Os policiais riram. As horas que passaram haviam feito milagres com seus humores. Tanto no pesar dos machucados ou do nervosismo da batalha. A responsabilidade ficou miníma, enfim.

— Onde tá o Dr. Marcos?

— Foi caçar o fugitivo.

— Hah! Imagino que o Sr. Diego não foi simplesmente passear.

— Como foi a vistoria?

— Inspiradora. Comida, muita água, espadas e ouro. O que achamos na outra torre nem se compara. É cedo para a contagem, mas estimo que possamos passar um mês sem sufoco. 

— Um mês, é?

— Desapontado?

— Não. É mesmo uma boa notícia, até me senti aliviado por dentro em saber que conseguimos proteger o futuro dessas pessoas. É só que me veio a cabeça: “então vamos ter que passar um mês aqui”, apenas veio.

— Tem razão… Por essa perspectiva as coisas não são mesmo animadoras. Esperava ver alguma resposta daqui, mas por causa do vento, não podemos ver nada dos arredores. 

— Hm… Entendo. — Colocou as mãos atrás da cabeça e relaxou a postura. — Me pergunto se os moleques estão bem.

— Fala da sua família?

— Sim… Vou tomar um esporro da mulher quando voltar. Será que a história de outro mundo vai colar? Certeza que a desculpa de estar fazendo hora extra funcionaria melhor, ha ha ha! E você? Sente falta “dela”?

— Também vou precisar de uma desculpa para quando voltar.

— É impressão minha… ou ouvi alguns gritos lá de baixo? 

— Acharam um quarto de banho, tá um caos. 

— Caos vai ser quando as mulheres assumirem ele!

Ambos conversavam animadamente, colocando em dia o hábito que não puderam há tempos pela situação adversa.

— (...) E como tá o rapaz?

— Igual antes, não, pior. O médico que disse, mas ser um gênio não é necessário para perceber. Vamos precisar das pedras novamente, Dante.

— Entendi… Vamos depender de novo da boa vontade de aparecer do comerciante, huh? Droga! — Bateu o punho contra a palma, revelando o estresse que escondia, apesar de fazê-lo só por um instante. 

Otávio ficou em silêncio, sua expressão animada se apaziguara.

Era assim que as coisas eram.

Ao ir ver Karlos de perto, Dante se abaixou. Surpreso. O pano preto havia coberto todo o braço dele, mas nem de longe deveria ser tão grande. Era impossível que tivesse crescido, certo?... 

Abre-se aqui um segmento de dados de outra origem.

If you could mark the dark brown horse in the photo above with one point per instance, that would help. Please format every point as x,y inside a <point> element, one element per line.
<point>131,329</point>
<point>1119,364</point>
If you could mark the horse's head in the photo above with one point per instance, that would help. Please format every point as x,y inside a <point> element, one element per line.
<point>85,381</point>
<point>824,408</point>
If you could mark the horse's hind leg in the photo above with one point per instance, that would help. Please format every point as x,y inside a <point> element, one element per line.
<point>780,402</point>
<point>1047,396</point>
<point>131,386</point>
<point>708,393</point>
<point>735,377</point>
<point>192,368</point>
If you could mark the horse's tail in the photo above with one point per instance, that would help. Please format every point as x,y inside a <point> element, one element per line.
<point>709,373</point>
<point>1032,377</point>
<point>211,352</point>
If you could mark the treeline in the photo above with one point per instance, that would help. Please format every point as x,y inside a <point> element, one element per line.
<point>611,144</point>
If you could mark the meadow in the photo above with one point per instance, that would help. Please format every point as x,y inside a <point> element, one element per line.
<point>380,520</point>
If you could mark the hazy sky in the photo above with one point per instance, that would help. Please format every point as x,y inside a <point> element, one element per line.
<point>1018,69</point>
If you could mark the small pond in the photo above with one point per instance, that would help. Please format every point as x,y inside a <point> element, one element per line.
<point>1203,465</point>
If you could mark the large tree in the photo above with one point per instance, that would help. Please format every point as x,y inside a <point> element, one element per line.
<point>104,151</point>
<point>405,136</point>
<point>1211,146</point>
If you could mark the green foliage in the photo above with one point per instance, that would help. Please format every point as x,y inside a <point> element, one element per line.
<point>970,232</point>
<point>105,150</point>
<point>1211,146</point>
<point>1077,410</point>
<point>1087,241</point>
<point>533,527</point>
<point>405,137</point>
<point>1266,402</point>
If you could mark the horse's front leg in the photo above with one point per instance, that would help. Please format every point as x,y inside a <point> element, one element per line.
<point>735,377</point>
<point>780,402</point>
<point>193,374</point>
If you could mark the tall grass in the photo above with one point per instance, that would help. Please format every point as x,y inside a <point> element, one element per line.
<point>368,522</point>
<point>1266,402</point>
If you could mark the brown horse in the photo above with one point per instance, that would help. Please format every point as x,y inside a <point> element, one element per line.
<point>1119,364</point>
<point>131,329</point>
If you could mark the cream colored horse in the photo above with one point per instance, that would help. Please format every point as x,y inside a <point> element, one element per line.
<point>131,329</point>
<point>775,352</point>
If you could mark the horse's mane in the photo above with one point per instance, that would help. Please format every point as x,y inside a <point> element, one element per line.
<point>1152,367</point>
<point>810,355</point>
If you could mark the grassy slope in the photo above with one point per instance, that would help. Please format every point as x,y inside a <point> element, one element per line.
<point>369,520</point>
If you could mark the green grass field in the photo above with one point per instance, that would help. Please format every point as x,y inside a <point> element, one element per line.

Antes que tivesse tempo de considerar a cena estranha, uma mão crescia atrás; temor o percorria como calafrio. Ao virar, ele viu um rosto humano com olhos arregalados devolvendo a encarada, profundamente, mantendo a linha de contato.

— Qual o problema, Sr. Dante? — disse o desconhecido. Seu braço estendido no rumo do Karlos havia sido agarrado pelo policial, por reflexo. — Parece que viu um fantasma ou alguém muito feio atrás de mim. 

— Huh? Quem…?

O estranho puxou o braço e se soltou. Era um homem de altura média, moreno e parcialmente velho. Seu cabelo, bigode e barba bagunçados o deixavam próximos à imagem de um vagabundo. O olhar insano, que lhe era natural, não largava o rapaz caído.

— Não esperava menos de um policial, que aperto forte — mexia no pulso. — Só estava curioso sobre ele, peço desculpas se te peguei de surpresa.

— Qual seu nome! — gritou Dante. — Diga!

— Não. — Ele caminhou para a saída.

— O quê?... Esse bas…! — Se levantou, pronto para correr. 

— Ah! Não entenda errado, por favor! — O desconhecido se virou e gesticulou com as mãos em um sinal de defesa. — O que eu quis dizer é que não tenho nome. Então não fique bravo, me chame do que preferir. Se precisar de mim, estarei por aí. — Riu largamente com os dentes amarelados, indo pela “porta” que foi destruída na invasão. 

Depois, foi embora de vez. 

— Conhece ele? — perguntou Otávio. “Como eu só o percebi tão tarde?...”

— Não sei. — Ele cerrava os punhos, totalmente alerta. — Essa presença… Teremos que ficar de olho. Ele é perigoso.